A fish like this needs little help to be flavoursome.
A fish like this needs little help to be flavoursome.

With the oven preheated to 180*c (350*f) I popped them in for 12 minutes.  Plenty of time to prepare the sauce!

Lemon Dill Sauce

Servings: 5

Calories per serving:  Approx. 50

You will need:

1 tablespoon butter (go for the real stuff!)

1 tablespoon flour

2 tablespoons fresh lemon juice

3/4 cup milk (I use 2%, naturally if you use whole your calorie values will change)

zest of one whole lemon

fresh dill

In a deep bottomed saucepan, melt the butter over medium heat and add the flour, stirring constantly.  When the flour/butter combination forms “balls”, add the lemon juice and stir until absorbed.  Add in the milk and lemon zest, stirring continuously.  When the sauce begins to bubble at the edges, turn the heat down to a low medium.  Add salt and pepper to taste.
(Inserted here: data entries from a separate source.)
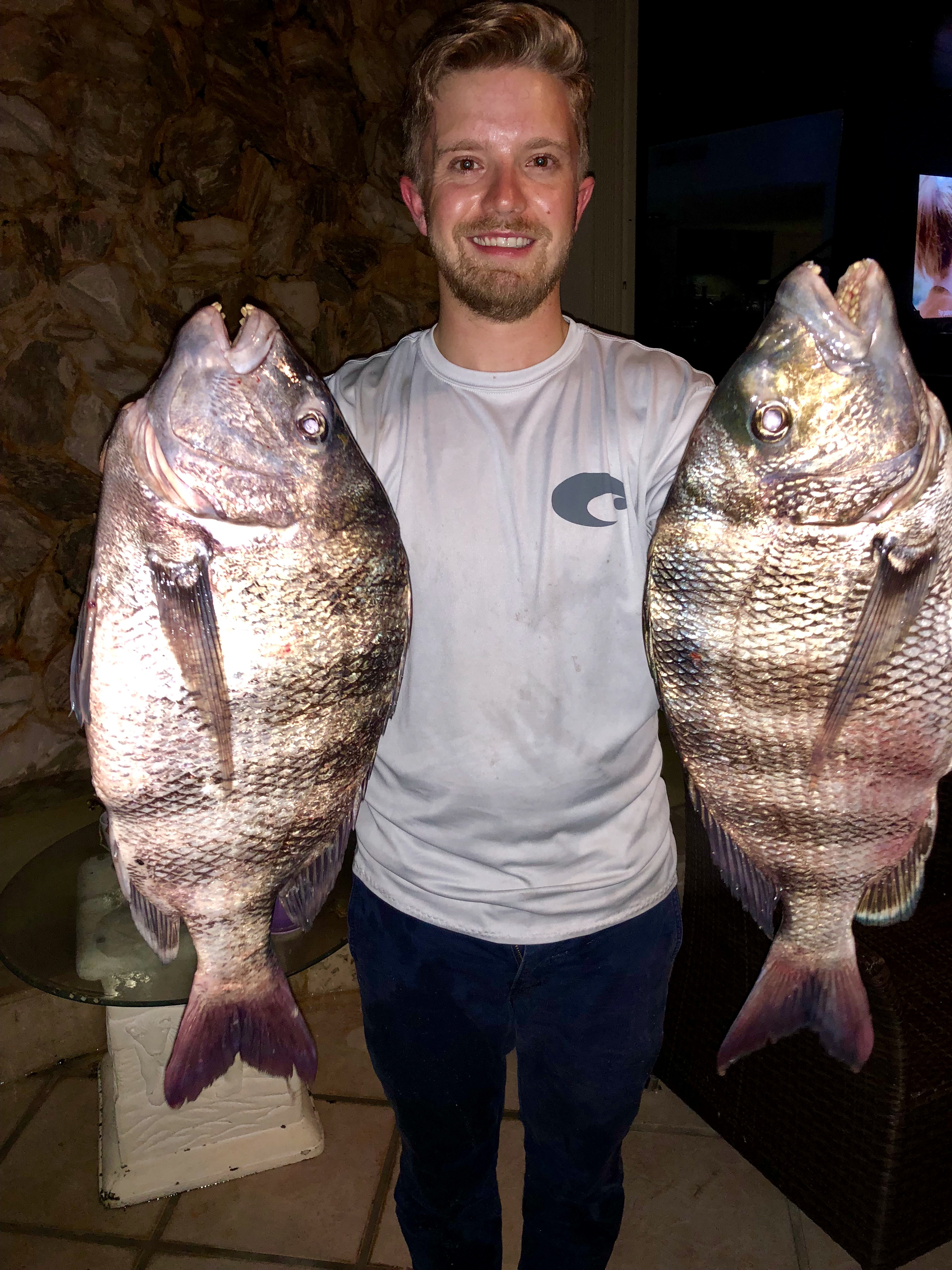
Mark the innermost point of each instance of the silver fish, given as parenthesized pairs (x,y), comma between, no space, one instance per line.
(799,618)
(239,655)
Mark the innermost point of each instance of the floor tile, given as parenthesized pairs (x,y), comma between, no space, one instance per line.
(662,1109)
(512,1089)
(38,1253)
(940,1259)
(51,1175)
(694,1203)
(16,1096)
(511,1171)
(391,1251)
(179,1261)
(314,1210)
(343,1062)
(825,1254)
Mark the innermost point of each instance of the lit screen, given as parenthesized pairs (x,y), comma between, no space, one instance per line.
(932,281)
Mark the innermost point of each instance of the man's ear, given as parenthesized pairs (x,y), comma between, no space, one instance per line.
(412,197)
(582,200)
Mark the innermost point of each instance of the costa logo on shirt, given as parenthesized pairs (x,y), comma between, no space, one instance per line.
(572,498)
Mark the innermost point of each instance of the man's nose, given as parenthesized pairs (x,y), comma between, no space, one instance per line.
(506,191)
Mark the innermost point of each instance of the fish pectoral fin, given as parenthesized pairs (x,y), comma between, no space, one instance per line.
(893,896)
(187,615)
(158,929)
(903,577)
(82,663)
(755,890)
(306,895)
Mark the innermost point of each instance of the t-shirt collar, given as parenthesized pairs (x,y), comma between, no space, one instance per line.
(501,380)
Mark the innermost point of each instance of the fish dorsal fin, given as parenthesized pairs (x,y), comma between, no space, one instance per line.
(898,592)
(744,881)
(82,663)
(306,895)
(893,896)
(187,614)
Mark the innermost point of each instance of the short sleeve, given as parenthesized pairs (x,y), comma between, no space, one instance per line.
(668,435)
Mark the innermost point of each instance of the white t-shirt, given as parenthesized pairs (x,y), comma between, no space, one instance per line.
(517,793)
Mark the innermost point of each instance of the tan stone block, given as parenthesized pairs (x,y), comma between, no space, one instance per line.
(299,301)
(407,273)
(214,232)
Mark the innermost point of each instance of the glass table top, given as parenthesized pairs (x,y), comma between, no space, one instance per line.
(63,918)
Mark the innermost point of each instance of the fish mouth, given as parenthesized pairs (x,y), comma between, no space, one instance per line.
(858,324)
(172,465)
(857,327)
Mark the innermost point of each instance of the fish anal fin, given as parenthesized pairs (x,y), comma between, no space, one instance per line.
(187,614)
(903,575)
(158,929)
(82,662)
(893,896)
(306,895)
(744,881)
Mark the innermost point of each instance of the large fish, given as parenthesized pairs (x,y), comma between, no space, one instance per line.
(239,655)
(799,615)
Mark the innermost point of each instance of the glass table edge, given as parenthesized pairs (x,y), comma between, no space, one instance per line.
(99,1000)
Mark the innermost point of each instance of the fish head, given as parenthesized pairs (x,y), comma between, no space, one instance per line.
(823,416)
(242,431)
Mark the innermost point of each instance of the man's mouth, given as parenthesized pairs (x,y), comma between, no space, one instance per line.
(502,242)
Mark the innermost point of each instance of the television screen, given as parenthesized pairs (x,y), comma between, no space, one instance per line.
(932,280)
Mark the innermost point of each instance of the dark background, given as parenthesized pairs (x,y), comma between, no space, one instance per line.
(733,66)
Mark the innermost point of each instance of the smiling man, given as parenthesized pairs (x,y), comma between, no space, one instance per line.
(514,879)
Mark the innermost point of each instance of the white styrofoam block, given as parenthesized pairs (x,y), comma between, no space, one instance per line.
(244,1123)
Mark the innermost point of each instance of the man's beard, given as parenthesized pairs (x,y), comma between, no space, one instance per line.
(501,294)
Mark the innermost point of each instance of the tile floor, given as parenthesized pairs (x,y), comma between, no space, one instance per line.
(692,1202)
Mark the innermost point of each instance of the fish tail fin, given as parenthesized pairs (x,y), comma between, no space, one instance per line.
(261,1023)
(790,995)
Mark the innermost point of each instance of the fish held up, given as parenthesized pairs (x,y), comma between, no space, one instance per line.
(239,653)
(799,621)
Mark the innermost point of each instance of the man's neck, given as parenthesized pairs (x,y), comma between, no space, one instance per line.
(478,343)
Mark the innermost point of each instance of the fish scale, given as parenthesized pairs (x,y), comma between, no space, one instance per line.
(239,656)
(799,620)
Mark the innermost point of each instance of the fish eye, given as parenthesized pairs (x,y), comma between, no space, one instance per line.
(313,427)
(772,421)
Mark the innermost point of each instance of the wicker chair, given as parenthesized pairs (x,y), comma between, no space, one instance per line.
(867,1156)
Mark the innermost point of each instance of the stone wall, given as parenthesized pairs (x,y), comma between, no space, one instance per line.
(155,154)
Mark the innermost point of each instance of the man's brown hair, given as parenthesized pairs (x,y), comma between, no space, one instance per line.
(933,230)
(484,37)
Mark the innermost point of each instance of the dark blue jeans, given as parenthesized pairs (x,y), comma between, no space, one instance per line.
(442,1011)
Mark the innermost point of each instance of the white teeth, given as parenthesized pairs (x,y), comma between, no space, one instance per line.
(499,241)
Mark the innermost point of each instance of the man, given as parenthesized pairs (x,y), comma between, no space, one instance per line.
(514,881)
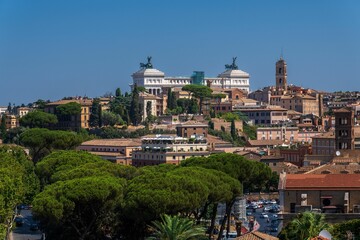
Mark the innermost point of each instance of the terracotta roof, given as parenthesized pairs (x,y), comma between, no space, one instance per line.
(321,181)
(272,157)
(336,169)
(325,135)
(344,109)
(255,235)
(292,112)
(107,154)
(83,102)
(117,142)
(192,124)
(265,142)
(213,139)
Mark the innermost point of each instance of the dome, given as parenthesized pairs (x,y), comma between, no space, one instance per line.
(148,72)
(233,73)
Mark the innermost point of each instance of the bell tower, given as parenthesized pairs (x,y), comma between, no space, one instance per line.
(281,75)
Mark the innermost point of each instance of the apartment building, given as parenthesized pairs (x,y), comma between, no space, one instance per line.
(168,149)
(74,122)
(115,150)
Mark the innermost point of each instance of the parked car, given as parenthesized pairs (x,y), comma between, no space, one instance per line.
(267,208)
(273,229)
(34,227)
(231,235)
(19,221)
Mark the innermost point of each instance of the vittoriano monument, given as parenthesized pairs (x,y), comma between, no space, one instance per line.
(231,66)
(146,65)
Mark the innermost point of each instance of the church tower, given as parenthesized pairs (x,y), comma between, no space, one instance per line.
(281,75)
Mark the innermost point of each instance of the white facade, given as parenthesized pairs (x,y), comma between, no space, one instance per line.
(154,80)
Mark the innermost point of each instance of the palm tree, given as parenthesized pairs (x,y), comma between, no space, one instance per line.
(175,228)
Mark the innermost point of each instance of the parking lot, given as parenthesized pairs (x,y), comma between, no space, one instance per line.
(266,215)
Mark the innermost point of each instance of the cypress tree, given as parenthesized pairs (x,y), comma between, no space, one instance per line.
(233,130)
(148,109)
(135,115)
(95,116)
(170,99)
(118,92)
(3,127)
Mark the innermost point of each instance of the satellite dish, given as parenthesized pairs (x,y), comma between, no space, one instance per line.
(325,234)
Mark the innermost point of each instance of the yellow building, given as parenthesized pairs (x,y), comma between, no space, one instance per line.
(75,122)
(115,150)
(11,121)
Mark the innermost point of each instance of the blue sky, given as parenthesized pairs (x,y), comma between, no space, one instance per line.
(53,49)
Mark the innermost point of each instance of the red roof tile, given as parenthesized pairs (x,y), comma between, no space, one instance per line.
(322,181)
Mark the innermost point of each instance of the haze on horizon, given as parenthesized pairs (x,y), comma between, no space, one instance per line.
(54,49)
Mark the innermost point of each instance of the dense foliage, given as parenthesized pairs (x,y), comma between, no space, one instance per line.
(306,225)
(18,184)
(85,197)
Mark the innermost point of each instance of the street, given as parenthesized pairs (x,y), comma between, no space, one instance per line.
(24,232)
(269,225)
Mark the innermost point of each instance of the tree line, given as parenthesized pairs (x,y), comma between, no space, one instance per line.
(85,197)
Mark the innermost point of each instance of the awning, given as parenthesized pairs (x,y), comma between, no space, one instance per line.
(326,197)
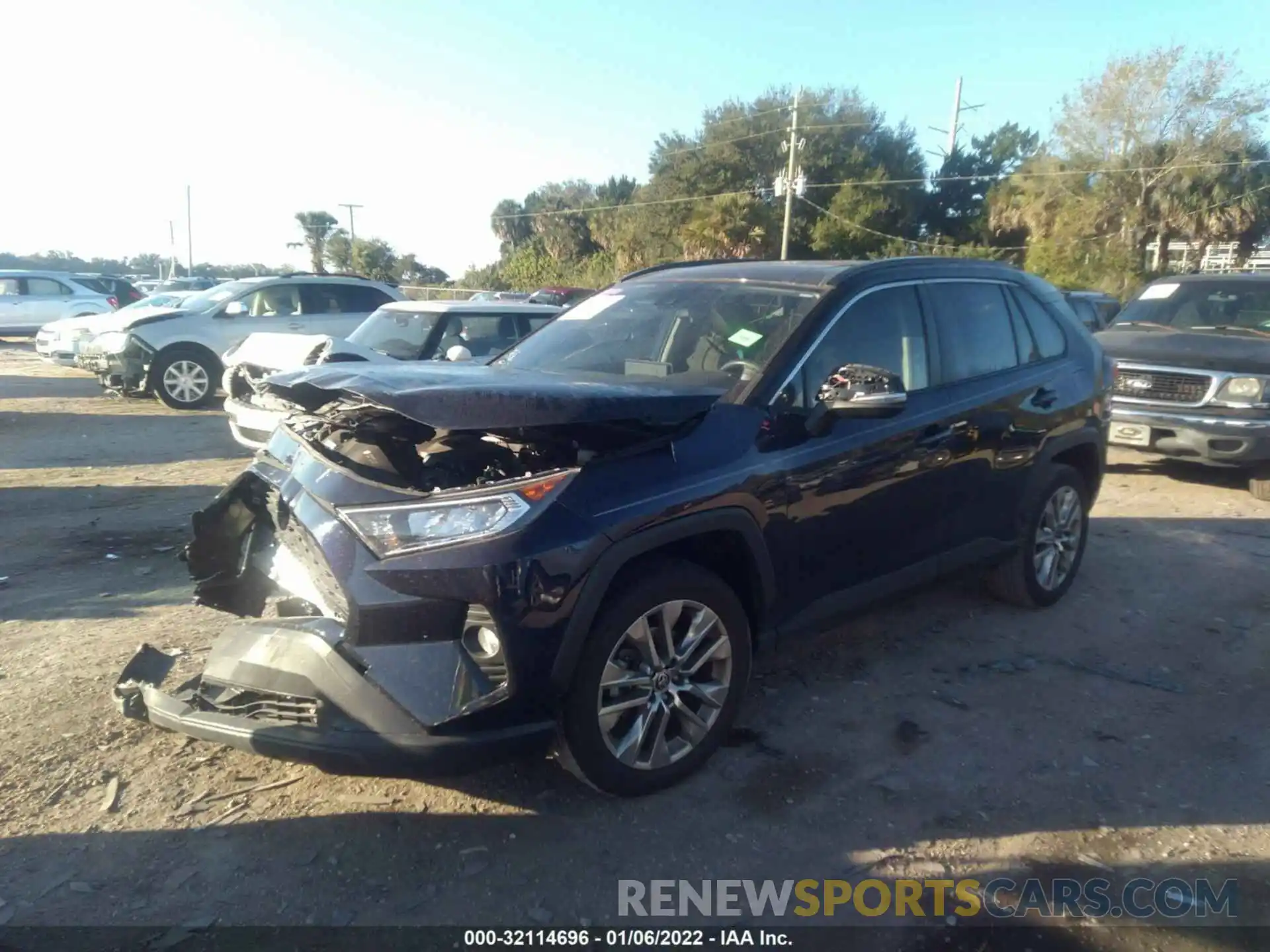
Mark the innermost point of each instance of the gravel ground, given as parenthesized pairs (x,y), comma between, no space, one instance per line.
(1113,731)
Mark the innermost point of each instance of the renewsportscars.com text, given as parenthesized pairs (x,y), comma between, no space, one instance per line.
(999,898)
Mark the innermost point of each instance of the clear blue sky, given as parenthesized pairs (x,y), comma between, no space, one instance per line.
(429,112)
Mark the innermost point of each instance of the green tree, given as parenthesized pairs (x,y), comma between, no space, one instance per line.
(317,227)
(730,226)
(375,258)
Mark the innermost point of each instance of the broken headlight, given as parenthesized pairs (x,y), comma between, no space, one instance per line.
(113,342)
(412,527)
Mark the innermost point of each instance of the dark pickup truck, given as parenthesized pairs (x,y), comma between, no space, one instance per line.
(1193,372)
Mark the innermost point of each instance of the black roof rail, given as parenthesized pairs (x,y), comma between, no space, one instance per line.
(667,266)
(321,274)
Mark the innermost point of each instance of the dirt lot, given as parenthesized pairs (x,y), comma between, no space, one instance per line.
(1031,757)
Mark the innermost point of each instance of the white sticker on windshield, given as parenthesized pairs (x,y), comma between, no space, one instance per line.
(746,338)
(1158,291)
(589,307)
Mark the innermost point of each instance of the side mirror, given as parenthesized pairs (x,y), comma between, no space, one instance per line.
(857,390)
Keep stirring the sauce as it thickens as this will prevent lumps forming.  You’ll see those butter and flour balls dissolve in the sauce as it cooks.  It should finish cooking just before the fish is ready to come out of the oven.  Turn the heat off under the sauce, toss in the fresh dill and stir once more.  Plate the fish and by the time you are ready the dill will have infused the sauce.  (Don’t let the sauce rest too long or it will thicken to a paste!  If this happens, add a little milk and heat it very, very gently until the sauce is looser, though this will impact the flavour of your sauce.)

That gloss on the sauce is why you use real butter!
That gloss on the sauce is why you use real butter!

I love this recipe, it couldn’t be simpler yet it creates a silky, smooth sauce the colour of sunlight that doesn’t overpower delicate fish like sea bass, but can stand up to hake and pollack, even smoked salmon!  The subtle dill offers a wonderful counterpoint to the sharp, fragrant oils from the lemon zest and pairs so well with the mint that the fish was baked with.

A normal serving of this sauce is about two tablespoons, but if you’re like my fiance and like a bit of fish with your sauce, you may need to ladle more on!

If you look closely, you can just about find the fish under the sauce!
If you look closely, you can just about find the fish under the sauce!

I would encourage everyone to experiment with making their own white sauces, the basic butter and flour (or roux) and milk recipe is simple, rich and very flexible.  Play with it, the possibilities are nearly endless.